Today I ran into some weird behaviour with a HashSet's iterator. In the code example below, idString uses an object reference returned by hs.iterator to call the iterator's next() method.

In idString2the iterator is called via hs.iterator() and it does not work anymore.

So I assume that HashSet.iterator() returns a new iterator object each time it is called. But then, why can I still use hs.iterator().hasNext() in the while loop?

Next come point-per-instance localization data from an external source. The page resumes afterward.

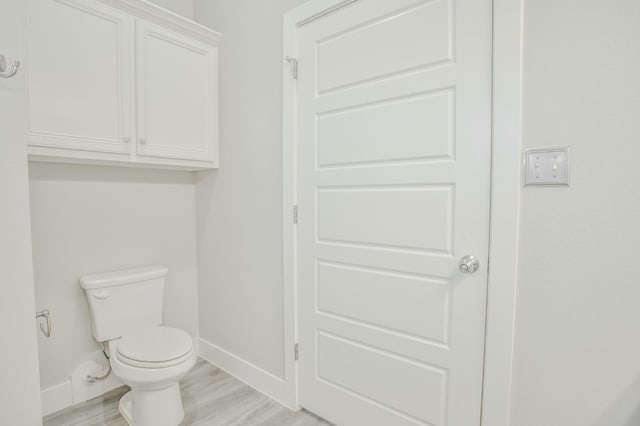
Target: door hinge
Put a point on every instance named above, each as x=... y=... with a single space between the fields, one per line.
x=293 y=62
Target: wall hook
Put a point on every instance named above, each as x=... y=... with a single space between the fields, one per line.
x=45 y=314
x=3 y=68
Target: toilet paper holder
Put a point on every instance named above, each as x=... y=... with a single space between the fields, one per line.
x=45 y=330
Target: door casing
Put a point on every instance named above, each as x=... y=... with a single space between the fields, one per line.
x=505 y=201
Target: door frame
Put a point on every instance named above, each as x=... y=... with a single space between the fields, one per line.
x=506 y=172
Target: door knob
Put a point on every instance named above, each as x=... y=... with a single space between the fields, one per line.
x=468 y=264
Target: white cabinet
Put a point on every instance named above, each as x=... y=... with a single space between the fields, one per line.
x=120 y=82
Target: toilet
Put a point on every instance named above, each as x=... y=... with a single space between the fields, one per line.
x=126 y=315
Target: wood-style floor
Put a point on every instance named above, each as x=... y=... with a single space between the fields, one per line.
x=210 y=397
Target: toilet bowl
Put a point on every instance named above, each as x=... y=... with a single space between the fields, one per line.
x=126 y=313
x=151 y=361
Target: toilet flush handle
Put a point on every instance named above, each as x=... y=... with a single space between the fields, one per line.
x=101 y=295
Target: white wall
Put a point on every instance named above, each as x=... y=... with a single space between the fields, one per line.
x=578 y=317
x=88 y=219
x=240 y=206
x=577 y=352
x=181 y=7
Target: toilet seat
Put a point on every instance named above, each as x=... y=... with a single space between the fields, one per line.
x=155 y=347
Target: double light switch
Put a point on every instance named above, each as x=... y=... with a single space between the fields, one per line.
x=546 y=166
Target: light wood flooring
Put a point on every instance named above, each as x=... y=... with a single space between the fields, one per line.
x=210 y=397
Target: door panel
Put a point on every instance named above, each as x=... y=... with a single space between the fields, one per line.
x=394 y=116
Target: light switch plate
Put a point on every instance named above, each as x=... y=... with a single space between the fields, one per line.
x=549 y=166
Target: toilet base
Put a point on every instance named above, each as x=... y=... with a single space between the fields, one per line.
x=152 y=408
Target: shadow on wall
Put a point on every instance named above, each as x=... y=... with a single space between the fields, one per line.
x=92 y=173
x=625 y=411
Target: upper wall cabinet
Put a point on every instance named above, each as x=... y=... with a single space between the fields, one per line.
x=176 y=92
x=120 y=82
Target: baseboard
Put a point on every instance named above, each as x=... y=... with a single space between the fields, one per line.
x=56 y=398
x=251 y=374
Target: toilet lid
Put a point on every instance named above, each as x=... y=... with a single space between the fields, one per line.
x=155 y=344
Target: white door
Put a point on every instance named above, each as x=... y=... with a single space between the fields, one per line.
x=80 y=75
x=394 y=138
x=176 y=86
x=20 y=383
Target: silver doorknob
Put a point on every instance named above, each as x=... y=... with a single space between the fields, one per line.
x=468 y=264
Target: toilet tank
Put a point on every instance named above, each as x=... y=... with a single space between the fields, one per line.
x=124 y=301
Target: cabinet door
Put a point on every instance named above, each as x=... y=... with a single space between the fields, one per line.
x=80 y=71
x=176 y=95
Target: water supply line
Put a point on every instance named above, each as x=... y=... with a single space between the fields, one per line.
x=93 y=379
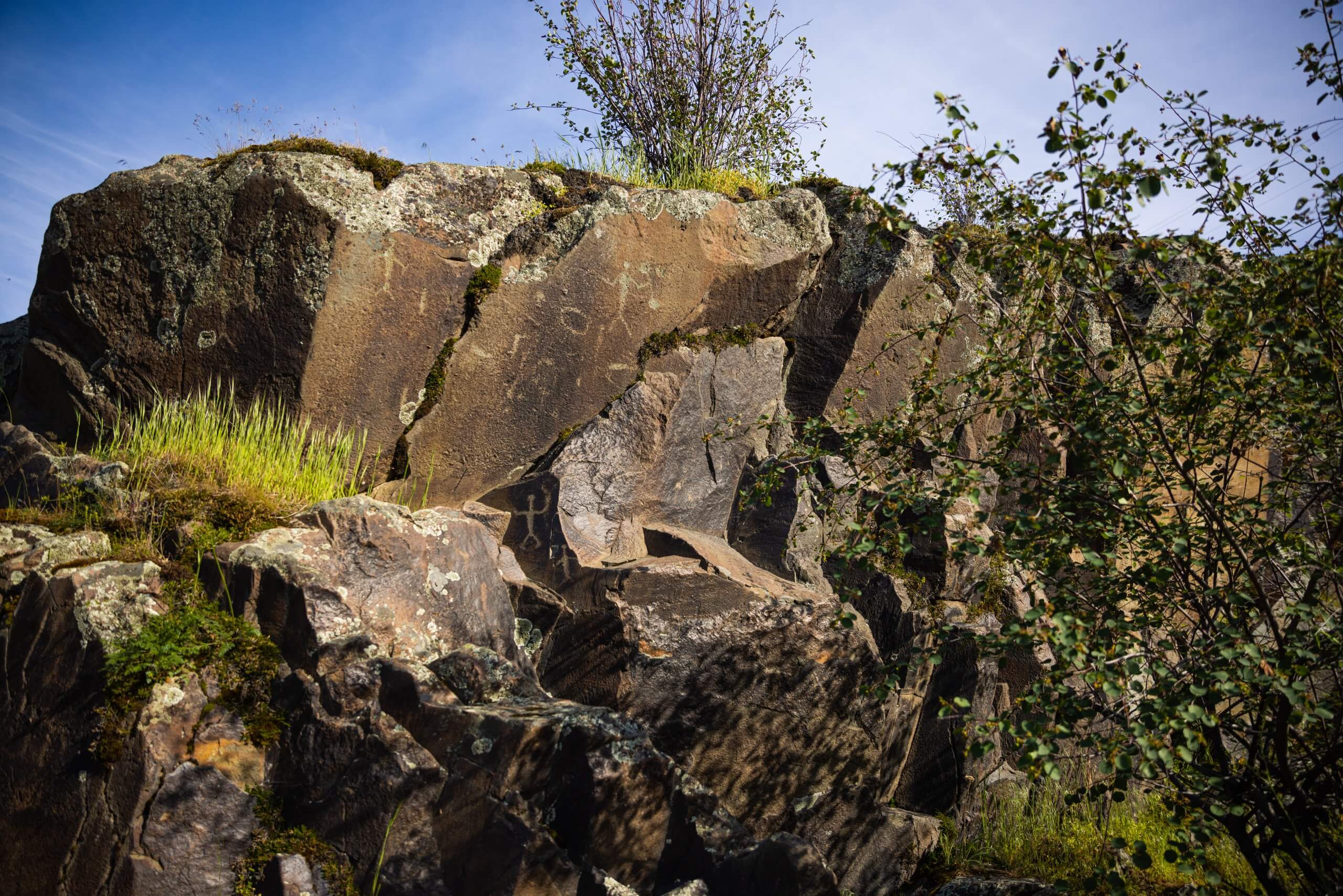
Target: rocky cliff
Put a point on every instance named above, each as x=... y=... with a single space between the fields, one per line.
x=586 y=667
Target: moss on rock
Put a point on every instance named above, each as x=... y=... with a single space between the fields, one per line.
x=713 y=340
x=274 y=837
x=380 y=167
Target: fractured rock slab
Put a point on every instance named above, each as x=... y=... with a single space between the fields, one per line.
x=562 y=334
x=409 y=585
x=284 y=274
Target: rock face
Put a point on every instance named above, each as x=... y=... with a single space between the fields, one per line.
x=586 y=667
x=562 y=335
x=871 y=296
x=415 y=585
x=669 y=451
x=31 y=475
x=507 y=790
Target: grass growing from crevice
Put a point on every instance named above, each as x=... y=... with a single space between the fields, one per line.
x=380 y=167
x=713 y=340
x=210 y=441
x=1037 y=833
x=818 y=183
x=484 y=281
x=274 y=836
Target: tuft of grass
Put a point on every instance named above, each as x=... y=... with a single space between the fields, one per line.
x=713 y=340
x=274 y=836
x=193 y=636
x=1039 y=833
x=380 y=167
x=484 y=281
x=546 y=166
x=818 y=183
x=209 y=442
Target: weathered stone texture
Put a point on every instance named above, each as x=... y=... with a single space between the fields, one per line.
x=562 y=335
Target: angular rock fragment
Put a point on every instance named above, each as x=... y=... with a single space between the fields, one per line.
x=739 y=675
x=499 y=789
x=875 y=296
x=563 y=332
x=411 y=585
x=30 y=475
x=284 y=274
x=151 y=823
x=873 y=847
x=670 y=451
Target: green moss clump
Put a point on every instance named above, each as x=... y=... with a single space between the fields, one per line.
x=190 y=637
x=380 y=167
x=996 y=585
x=818 y=183
x=713 y=340
x=483 y=283
x=435 y=379
x=273 y=837
x=546 y=166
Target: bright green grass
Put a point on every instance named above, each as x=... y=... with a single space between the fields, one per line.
x=1037 y=835
x=211 y=439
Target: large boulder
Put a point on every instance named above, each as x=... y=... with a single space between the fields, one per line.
x=563 y=332
x=14 y=338
x=669 y=451
x=739 y=675
x=409 y=585
x=860 y=329
x=288 y=274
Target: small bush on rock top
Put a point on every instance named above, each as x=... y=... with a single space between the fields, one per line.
x=629 y=166
x=1177 y=477
x=687 y=87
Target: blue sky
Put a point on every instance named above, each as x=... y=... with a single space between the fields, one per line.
x=89 y=88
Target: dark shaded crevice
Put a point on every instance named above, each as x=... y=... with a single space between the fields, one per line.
x=478 y=288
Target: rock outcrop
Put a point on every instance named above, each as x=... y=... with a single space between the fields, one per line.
x=156 y=821
x=586 y=667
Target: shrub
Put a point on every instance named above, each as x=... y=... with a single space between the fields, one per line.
x=1189 y=554
x=687 y=87
x=1040 y=833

(Note that the code below is just an example :) )

import java.util.Arrays;
import java.util.HashSet;
import java.util.Iterator;

import org.junit.Test;

public class DummyTest {
  static final HashSet<Integer> TEST_DATA = new HashSet<Integer>(
    Arrays.asList(new Integer[] {
      1,2,3,4,5,6,7,8,9,10
    }));

  @Test
  public void testRunTest() {
    // Correct output: 1, 2, 3, 4, 5, 6, 7, 8, 9, 10
    System.out.println(idString(TEST_DATA));
    // Only 1, 1, 1, 1, ...
    System.out.println(idString2(TEST_DATA));
  }

  static String idString(HashSet<Integer> hs) {
    Iterator<Integer> it = hs.iterator();
    String res = it.next() + "";
    while (it.hasNext()) {
      res += ", " + it.next();
      System.out.println(res); // debug
    }
    return res;
  }


  static String idString2(HashSet<Integer> hs) {
    Iterator<Integer> it = hs.iterator();
    // Prevent an infinite loop
    int i = 0;
    String res = null;
    res = it.next() + "";
    while (hs.iterator().hasNext() && i++ <= 10) {
      // if replacing hs.iterator() with 'it', it works
      res = res + ", " + hs.iterator().next();
      System.out.println(res); // debug
    }
    return res;
  }
}

Answer 1

Each time you call iterator() it returns a new iterator, independent of any other iterators created before. So if you call hs.iterator().next() that will always give you the first element, and if you call hs.iterator().hasNext() on a non-empty collection, it will always return true.

Compare that with using it each time, which uses a single iterator throughout, therefore advancing the logical "cursor" each time you call next().